В коробке лежала сверкающая разноцветная игрушка! Странно, какая именно это была игрушка, у меня из головы выветрилось. Сияющая, вроде вся в огоньках... Скорее всего, елочное украшение.

Чудо? Еще какое! И вот ведь смех: я и теперь не знаю, кто нам такой подарок подстроил. Иногда мне очень хочется верить, что стекляшки, которые мы так старательно складывали в наш тайник, сами собой переродились в ту ослепительную игрушку... Чепуха? Но с другой стороны - сходят же люди с ума от экстрасенсов всяких, а тут я и вовсе слышал, что колдуны хотят свой профсоюз организовать.

Хорошо бы только, все тайны и чудеса были такими безобидными, как Олин тайник.

С того времени, как я побывал у Лехи дома, прошла, пожалуй, неделя. В гости к нам (чудно даже говорить - в гости!) пришел отец. Не спеша снял кожаную куртку, повесил на свое место - крайний крючок на вешалке, он всегда туда вешает. Принес польские сувениры - он последнее время ездил в Варшаву - и любимый мамин торт, весь обмазанный шоколадом, без крема, сухой внутри, вроде из вафель склеенный. Ну и цветочки.

Сначала мы попили чаю, мама поддерживала дипломатическую беседу на отвлеченные темы (как погода в Варшаве и тэдэ), а потом, когда эта дурацкая официальная часть завершилась, мы пошли с отцом прогуляться.

Было уже не светло, но еще и не вполне темно.
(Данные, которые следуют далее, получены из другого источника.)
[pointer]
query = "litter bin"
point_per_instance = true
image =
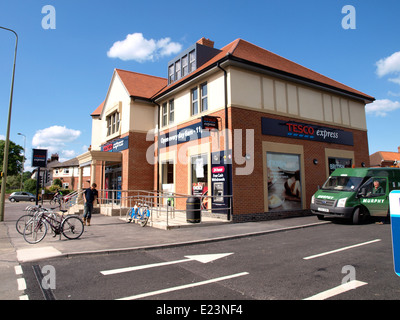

Тускло. Теней мало, все в сиреневатом таком цвете воспринималось. Не скажу, что красиво, нет. Какой-то грязноватый налет лежал на улицах, на всем городе. Но все равно здорово - с отцом когда.
Люблю шагать с ним по городу. Папа не спешит. Идем и разговариваем. Никто нам не мешает. Иногда, если погода, конечно, хорошая, можно над рекой посидеть. Красота!

И в этот день мы шли, разговаривали про разное. Он меня про школу расспрашивал: с кем теперь дружу, как Оля в новом году учится, нравятся ли нам преподаватели...

И тут мне стукнуло - спрошу! И я спросил:
- А ты мог бы мне рассказать, как детей делают?
Странно, когда отец услыхал этот вопрос, у него сделалось неприятное, расстроенное лицо. И он замямлил такое... В жизни от него не ожидал: "Э-э-э... бэ-э... собственно говоря... можно предположить..."

Мне сделалось и противно, и почему-то жалко отца.
- Ладно, - заявил я с чувством собственного превосходства, - можешь не рассказывать: сам знаю.
- Знаешь? А для чего тогда спрашиваешь?
- Хотел, от тебя услышать, чтобы не сомневаться... - Здесь я чуть не брякнул про Леху, мой главный источник полезных сведений, но вовремя удержался.
- И что же ты сам знаешь? - вяло спросил отец.
- Могу поделиться,- предложил я и стал пересказывать сюжеты Лехиных картинок плюс его развернутый, комментарий. Что-то на меня при этом нашло - может, вдохновение. Говорил я, как бы не замечая слов, обычно нормальными людьми вслух не произносимыми. Меня несло. Тормоза не держали.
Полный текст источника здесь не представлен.